Hi, I have a specific question. In each training step, I have two pairs of input, (x1, y1) and (x2,y2), and the model is composed of two parts model_a and model_b. The loss is computed by |y - model_b( model_a( x ) ) | .
The problem is, that I want the loss computed from pair (x1, y1) to update both the parameters of model_a and model_b, however, the computed loss from (x2, y2) to update only model_a’s parameters. Is this possible?
I have tried the following, I used two optimizers optim_a and optim_b, optim_a updates the parameters of both model_a and model_b, while optim_b only updates the parameters of model_a.

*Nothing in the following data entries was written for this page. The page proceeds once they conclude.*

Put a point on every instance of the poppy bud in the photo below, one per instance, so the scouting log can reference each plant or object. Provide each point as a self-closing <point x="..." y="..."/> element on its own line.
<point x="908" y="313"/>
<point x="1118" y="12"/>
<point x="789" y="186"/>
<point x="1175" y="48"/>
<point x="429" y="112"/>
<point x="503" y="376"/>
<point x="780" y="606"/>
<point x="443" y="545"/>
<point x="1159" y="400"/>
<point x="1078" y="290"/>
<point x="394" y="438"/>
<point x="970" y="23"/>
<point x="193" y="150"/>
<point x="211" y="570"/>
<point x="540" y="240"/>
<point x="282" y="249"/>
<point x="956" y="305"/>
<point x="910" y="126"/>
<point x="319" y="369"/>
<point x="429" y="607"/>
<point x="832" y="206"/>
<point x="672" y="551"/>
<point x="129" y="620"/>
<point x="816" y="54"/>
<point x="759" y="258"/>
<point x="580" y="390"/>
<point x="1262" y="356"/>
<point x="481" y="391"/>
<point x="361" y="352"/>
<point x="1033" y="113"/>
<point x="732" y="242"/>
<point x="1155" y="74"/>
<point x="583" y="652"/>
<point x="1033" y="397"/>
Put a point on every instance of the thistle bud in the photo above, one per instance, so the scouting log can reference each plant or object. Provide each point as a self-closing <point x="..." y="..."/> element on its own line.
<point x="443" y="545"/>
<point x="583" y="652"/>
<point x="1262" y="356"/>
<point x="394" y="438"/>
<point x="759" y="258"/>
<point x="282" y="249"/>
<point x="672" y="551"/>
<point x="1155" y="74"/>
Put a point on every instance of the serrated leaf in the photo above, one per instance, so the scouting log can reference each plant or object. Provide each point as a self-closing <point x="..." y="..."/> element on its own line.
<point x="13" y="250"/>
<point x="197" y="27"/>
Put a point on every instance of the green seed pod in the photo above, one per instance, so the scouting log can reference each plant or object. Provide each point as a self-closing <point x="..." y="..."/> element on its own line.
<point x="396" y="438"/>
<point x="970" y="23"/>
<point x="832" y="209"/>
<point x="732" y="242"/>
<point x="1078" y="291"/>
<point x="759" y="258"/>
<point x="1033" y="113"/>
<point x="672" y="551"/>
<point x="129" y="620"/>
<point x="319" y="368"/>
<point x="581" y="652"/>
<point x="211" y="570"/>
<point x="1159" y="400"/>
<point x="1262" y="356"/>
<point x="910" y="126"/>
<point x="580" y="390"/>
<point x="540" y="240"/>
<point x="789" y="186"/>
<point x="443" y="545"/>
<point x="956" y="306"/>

optim_a = torch.optim.Adam( model_a.parameters()+model_b.parameters() )
optim_b = torch.optim.Adam( model_a.parameters() )
In the training phase, I compute both losses like,
loss1 = |y1 - model_b( model_a( x1 ) ) |
loss2 = |y2 - model_b( model_a( x2) ) | .
Then,
optim_a.zero_grad()
optim_b.zero_grad()
loss1.backward()
optim_a.step()
loss2.backward()
optim_b.step()
However, when conducting loss2.backward, I met “RuntimeError: one of the variables needed for gradient computation has been modified by an inplace operation”, that’s because the parameters of model_a and model_b are changed when conducting loss2.backward().
Any ideas to solve the problem? Nedd Help!!